Summary: [efs][dstore] Deadlock when creating a folder on dstore-backed remote project
Product: [Tools] Target Management Reporter: Martin Oberhuber <mober.at+eclipse>
Component: RSEAssignee: Martin Oberhuber <mober.at+eclipse>
Status: RESOLVED FIXED QA Contact: Martin Oberhuber <mober.at+eclipse>
Severity: critical    
Priority: P1    
Version: 2.0   
Target Milestone: 2.0.1   
Hardware: All   
OS: All   
Whiteboard:
Bug Depends on:    
Bug Blocks: 187690    
Attachments:
Description Flags
Thread dump showing the deadlock none

Description Martin Oberhuber CLA 2007-08-10 08:21:14 EDT
Created attachment 75833 [details]
Thread dump showing the deadlock

In RSE Perspective, Connect to Linux-dstore host.
Select a folder, right-click > Create Remote Project.
Switch to Resource perspective.
Select the remote project, right-click > New > Folder.
  Name "aaa bbb", OK.

All of Eclipse hangs due to deadlock.

Attached file efs_dstore_deadlock.txt shows the thread dump with the deadlock:

* From the "New Folder" dialog, main thread walks into EFS 
     RSEFileStore.fetchInfo() in order to get project attributes
* from there, it goes into synchronized 
     synchronized RSEFileStoreImpl#getRemoteFileObject()
* This goes to 
     DStoreStatusMonitor.waitForUpdate()
  which runs a nested event loop (Display.waitAndDispatch()

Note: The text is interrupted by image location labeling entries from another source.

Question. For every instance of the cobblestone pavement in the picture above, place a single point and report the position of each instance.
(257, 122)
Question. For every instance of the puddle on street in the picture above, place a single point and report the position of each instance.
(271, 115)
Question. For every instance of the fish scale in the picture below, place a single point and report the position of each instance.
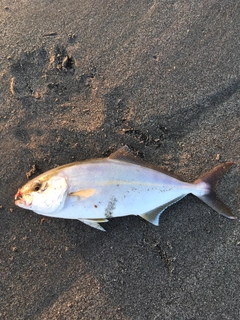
(94, 191)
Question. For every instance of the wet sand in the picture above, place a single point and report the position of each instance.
(79, 79)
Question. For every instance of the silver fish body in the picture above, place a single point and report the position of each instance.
(96, 190)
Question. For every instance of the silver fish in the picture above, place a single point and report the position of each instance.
(94, 191)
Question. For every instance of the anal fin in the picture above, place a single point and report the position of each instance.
(94, 223)
(153, 215)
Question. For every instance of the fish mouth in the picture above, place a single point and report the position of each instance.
(18, 195)
(22, 201)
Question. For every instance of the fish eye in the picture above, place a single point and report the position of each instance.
(37, 186)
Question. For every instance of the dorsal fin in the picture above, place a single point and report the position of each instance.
(124, 154)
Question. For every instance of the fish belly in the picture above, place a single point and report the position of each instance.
(118, 189)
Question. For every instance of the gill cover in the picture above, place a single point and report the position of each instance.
(51, 198)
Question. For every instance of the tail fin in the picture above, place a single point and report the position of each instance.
(210, 179)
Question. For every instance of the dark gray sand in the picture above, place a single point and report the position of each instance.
(79, 79)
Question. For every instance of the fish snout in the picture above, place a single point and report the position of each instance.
(18, 195)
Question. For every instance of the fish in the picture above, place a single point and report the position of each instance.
(94, 191)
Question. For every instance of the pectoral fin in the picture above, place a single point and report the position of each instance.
(153, 215)
(94, 223)
(83, 193)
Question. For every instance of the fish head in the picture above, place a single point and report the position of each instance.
(44, 195)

* The nested event loop switches to the ModalContext Thread and delivers 
  events to it
* In the ModalContext Thread, the createFolder() operation also needs
     synchronized RSEFileStoreImpl#getRemoteFileObject()
  but cannot get it because it is locked

--> ModalContext thread never returns due to the lock, so the lock cannot
    be lifted. We have a classic deadlock!
Comment 1 Martin Oberhuber CLA 2007-08-10 08:35:08 EDT
Once again, the problem was that a method was declared "synchronized" although it called out to other, unknown methods (which, in this case, led to the nested event loop in dstore, which did the thread switch, and thus led to the deadlock).

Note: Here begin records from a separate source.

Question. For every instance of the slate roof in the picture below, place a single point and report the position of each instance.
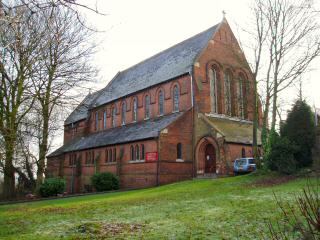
(128, 133)
(163, 66)
(234, 131)
(81, 111)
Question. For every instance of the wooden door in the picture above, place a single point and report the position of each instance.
(210, 159)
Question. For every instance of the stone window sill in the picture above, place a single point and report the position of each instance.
(110, 163)
(137, 161)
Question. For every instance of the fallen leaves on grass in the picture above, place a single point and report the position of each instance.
(100, 230)
(272, 181)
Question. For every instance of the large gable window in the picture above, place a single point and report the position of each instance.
(147, 107)
(97, 120)
(213, 90)
(176, 99)
(227, 92)
(113, 116)
(240, 94)
(105, 119)
(134, 110)
(123, 113)
(161, 98)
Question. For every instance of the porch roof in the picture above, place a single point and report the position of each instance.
(233, 130)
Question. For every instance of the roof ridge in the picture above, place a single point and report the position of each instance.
(173, 46)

Investigation shows that there is no need to have
   RSEFileStoreImpl#getRemoteFileObject()
be synchronized. It looks like the original intention was that all threads have the same understanding of what the remote file object for the file store is; this is achieved in a more elegant way by declaring the cached _remoteFile variable volatile:
   volatile RSEFileStoreImpl#_remoteFile

The volatile modifier asks Java to put that instance variable in a memory area that looks the same to all threads.

Fix committed:

[199552] fix deadlock with dstore-backed efs access
   RSEFileStoreImpl.java  1.5